International Society for Science & Religion - Library Project

Genetics and Christian Ethics

by Celia Deane-Drummond

Introductory Essay by Ronald Cole-Turner

Two distinctive features of Genetics and Christian Faith set this book apart from others on biotechnology and religion. First, the science and history of genetics are both explored in more detail than usual. In particular, the complicated and somewhat difficult story of eugenics, as a scientific proposal and a social movement, is probed in detail. In addition, clinical genetics and its role in medicine today, including prenatal care, is thorough reviewed. Full chapters are devoted to genetic screening and testing, genetic counseling, and to the tantalizing but somewhat dubious prospect of human “gene therapy.” Another chapter addresses the global debate over the patenting of DNA sequences and other biological components. In these chapters, the scientific and social contexts are thoroughly and rigorously explored while attention is drawn to some of the major bioethical and theological commentary.

The second distinctive quality of Genetics and Christian Faith is its argument in favor of a turn in Christian ethics toward the virtues. For the most part, secular and theological discussion of genetics has been based not on the virtues but on bioethical principles or on consequentialist approaches. In secular bioethics, for example, the core principles (such as patient autonomy, avoiding harm, benefiting the patient, and justice) have largely framed the argument about genetics, with little to show. Other bioethicists, drawing sometimes on theological perspectives, argue from quite different principles (such as the prohibition against treating human embryos as anything less than human persons). As a result, should it become possible someday for parents to modify their future children’s genes, for example, the question of whether they should do so is largely limited to a discussion of the parents’ autonomy versus the child’s, or an analysis of what harms might come from, rather than the wisdom of such an act.  Consequentialists, meanwhile, will debate whether the results of the action are desirable.
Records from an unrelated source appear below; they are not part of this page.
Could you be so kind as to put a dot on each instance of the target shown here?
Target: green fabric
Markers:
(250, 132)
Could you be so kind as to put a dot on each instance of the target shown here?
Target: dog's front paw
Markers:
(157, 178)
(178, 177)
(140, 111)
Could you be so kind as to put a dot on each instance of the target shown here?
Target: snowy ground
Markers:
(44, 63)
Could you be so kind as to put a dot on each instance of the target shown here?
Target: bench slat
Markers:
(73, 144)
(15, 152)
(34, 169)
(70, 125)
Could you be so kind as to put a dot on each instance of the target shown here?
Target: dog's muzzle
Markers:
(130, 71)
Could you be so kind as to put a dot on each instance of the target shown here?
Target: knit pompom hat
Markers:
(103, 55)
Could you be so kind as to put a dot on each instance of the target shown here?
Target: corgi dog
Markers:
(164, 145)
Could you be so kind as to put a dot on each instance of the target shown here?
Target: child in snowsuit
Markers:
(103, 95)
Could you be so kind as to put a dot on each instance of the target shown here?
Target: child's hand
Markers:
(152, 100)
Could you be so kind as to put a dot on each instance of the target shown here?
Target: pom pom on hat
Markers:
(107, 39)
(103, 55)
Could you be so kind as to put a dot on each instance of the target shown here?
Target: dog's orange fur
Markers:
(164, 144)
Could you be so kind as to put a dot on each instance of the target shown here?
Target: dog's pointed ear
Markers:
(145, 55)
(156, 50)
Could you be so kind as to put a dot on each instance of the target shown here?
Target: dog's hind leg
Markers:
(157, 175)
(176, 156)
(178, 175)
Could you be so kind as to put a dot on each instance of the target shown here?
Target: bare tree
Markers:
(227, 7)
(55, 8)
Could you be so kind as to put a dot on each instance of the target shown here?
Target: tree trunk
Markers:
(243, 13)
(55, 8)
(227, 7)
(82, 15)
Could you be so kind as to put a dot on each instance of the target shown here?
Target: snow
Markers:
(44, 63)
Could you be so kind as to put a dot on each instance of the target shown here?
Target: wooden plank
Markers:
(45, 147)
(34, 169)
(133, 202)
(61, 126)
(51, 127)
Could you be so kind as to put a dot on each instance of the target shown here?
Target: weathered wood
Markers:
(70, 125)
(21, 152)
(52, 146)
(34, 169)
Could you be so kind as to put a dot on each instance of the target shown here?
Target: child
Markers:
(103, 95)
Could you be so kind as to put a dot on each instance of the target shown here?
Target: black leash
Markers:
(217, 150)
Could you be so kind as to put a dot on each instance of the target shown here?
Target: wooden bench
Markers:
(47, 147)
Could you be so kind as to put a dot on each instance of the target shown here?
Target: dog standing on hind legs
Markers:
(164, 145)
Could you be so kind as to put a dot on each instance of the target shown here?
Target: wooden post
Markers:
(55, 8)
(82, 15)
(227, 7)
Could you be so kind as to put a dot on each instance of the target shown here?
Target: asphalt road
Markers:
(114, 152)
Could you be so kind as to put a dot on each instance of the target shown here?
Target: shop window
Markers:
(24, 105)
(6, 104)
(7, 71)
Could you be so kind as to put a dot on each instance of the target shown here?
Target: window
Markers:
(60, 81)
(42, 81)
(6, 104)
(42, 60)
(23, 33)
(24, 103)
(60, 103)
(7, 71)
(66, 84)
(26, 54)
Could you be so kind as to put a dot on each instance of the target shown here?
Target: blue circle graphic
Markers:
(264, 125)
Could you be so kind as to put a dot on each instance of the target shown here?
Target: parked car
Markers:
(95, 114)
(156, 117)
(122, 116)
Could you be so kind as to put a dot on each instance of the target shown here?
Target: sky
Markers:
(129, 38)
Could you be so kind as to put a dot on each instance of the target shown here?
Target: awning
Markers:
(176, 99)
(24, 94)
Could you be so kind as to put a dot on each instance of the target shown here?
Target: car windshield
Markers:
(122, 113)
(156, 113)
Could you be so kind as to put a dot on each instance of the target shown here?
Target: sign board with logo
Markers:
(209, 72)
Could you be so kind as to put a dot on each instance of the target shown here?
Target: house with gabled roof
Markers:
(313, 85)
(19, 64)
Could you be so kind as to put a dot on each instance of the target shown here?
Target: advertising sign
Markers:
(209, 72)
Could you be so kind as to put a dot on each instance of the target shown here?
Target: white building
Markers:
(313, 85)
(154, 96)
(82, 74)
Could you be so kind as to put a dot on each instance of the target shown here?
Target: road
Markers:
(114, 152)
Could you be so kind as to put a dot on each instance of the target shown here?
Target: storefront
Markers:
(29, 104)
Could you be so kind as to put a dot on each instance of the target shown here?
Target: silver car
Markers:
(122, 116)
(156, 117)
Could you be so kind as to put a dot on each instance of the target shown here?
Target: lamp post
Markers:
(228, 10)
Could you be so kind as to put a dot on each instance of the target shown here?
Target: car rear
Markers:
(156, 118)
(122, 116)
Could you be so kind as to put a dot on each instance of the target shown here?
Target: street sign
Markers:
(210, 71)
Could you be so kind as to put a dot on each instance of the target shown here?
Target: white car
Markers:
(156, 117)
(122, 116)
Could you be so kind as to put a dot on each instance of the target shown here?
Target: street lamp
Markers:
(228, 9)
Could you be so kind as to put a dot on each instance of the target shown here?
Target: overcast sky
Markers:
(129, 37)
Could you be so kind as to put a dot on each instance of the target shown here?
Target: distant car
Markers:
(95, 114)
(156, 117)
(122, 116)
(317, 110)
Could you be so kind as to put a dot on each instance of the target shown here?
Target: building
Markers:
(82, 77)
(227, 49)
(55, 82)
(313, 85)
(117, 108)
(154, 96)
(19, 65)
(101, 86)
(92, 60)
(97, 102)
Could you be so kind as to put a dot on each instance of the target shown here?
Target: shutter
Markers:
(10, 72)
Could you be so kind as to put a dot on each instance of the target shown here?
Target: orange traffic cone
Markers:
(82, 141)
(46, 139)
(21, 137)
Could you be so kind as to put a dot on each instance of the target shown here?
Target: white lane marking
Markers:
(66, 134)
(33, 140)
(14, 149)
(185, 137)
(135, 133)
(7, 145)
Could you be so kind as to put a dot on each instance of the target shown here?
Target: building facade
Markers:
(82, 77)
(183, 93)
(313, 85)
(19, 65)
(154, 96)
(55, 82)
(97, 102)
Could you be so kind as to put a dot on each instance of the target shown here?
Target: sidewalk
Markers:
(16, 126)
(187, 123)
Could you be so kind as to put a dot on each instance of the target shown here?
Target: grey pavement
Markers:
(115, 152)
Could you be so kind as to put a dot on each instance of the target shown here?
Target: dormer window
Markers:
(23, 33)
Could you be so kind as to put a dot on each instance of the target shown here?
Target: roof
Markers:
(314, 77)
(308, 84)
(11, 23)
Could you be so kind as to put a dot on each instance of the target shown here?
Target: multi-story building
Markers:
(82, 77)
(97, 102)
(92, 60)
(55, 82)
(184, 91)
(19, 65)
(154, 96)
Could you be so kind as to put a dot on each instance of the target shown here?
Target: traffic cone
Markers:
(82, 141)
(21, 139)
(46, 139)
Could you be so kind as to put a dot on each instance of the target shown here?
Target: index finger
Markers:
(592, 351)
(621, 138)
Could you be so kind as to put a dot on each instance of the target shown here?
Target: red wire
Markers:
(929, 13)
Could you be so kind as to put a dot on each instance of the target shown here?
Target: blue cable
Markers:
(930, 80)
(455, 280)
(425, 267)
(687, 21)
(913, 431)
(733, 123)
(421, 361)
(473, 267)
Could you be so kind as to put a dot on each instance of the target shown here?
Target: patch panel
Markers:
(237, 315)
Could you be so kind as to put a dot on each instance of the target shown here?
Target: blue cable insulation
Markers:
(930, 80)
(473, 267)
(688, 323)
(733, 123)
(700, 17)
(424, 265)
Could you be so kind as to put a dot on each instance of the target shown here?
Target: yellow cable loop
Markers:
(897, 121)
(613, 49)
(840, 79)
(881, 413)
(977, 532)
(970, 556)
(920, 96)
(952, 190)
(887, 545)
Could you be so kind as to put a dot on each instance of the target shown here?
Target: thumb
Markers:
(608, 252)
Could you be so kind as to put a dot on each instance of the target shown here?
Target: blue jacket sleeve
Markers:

Deane-Drummond does not reject these approaches so much as call for a more comprehensive theological context in which they each play an important but limited role. The approach she advocates arises from the virtue tradition of ethics that extends from Aristotle and Thomas Aquinas to Alasdair MacIntyre and theological ethicists such as Stanley Hauerwas. The focus here is not primarily on external ethical principles or on the value of the consequences but on the character of the actors and the formation of their moral character. And while the freedom of the actors is important, even more important is their having been formed in wisdom. 

The virtues to which Genetics and Christian Faith calls attention are justice, fortitude, prudence, and the like. Of these, prudence receives the most attention, in part because it is a kind of balancing of the concrete circumstances with the virtues in order to find a proper course of action. Prudence does not exclude the relevance of scientific information, bioethical principles, consequences, or the other virtues, but integrates them wisely and properly. By its nature, a virtue approach does not lend itself to specific moral advice or conclusions. That is fitting especially for the field of genetics, with its ability to surprise us scientifically and to encounter us personally in clinics or collectively in culture, confounding easy answers. Through this approach, Genetics and Christian Faith integrates not just science and religion but moral theory and contemporary culture.